1. (779)- İbnu Abbâs (radıyallahu anhümâ), "Eğer (bütün) insanlar (küfre imrenecek) bir tek ümmet hâline gelmeyecek olsalardı o çok esirgeyen (Allah)'a küfreden kimselerin evlerinin tavanlarını, üstünden çıkacakları merdivenleri, odalarının kapılarını, üzerine yaslanacakları tahtları hep gümüşten yapardık!" (Zuhruf, 33-34) âyeti hakkında şu açıklamayı yaptı: Yani: "İnsanların tamamını küffâr kılmayacak olsam, küffârın evlerine gümüşten tavan, gümüşten merdiven, gümüşten tahtlar yapardım." [Buharî, Tefsir, Zuhruf 1. (Hadis muallaktır).][1]
AÇIKLAMA:
Şarihlerin açıklamasına göre burada korkulan husus, bütün insanların dünyaya meyleden kâfirleşmiş tek bir ümmet hâline gelmesidir.

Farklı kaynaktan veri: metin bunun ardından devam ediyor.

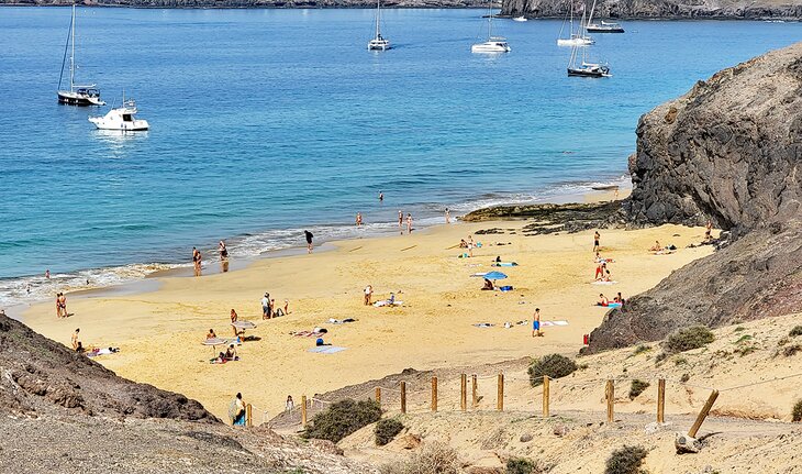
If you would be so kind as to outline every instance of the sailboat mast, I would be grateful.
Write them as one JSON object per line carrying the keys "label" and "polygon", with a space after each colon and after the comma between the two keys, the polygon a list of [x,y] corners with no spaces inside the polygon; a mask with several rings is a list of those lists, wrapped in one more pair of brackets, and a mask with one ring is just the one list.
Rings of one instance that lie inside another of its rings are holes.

Fahreddin-i Râzî ayeti şöyle açıklar: "Dünyada kalan zenginlikler, Allah nazarında hiçbir kıymet taşımazlar. Bu sebeple kâfirlere daha çok vermek ister. Onların dünyevî zenginlikleri Allah nazarındaki değerlerini hiç artırmaz. Buna rağmen Allah onlara daha fazla vermiyor, zira, insanlar kâfirleri çok zengin görünce, küfür, nazarlarında mergub bir durum kazanır ve hepsi küfre düşerek tek bir millet hâline gelirler.
Âyette kâfirlerin zenginliğini artırma yollarının zikredildiğini görmekteyiz: Tavanın gümüşten, merdivenlerin gümüşten, kapıların, tahtların gümüşten olması.[2]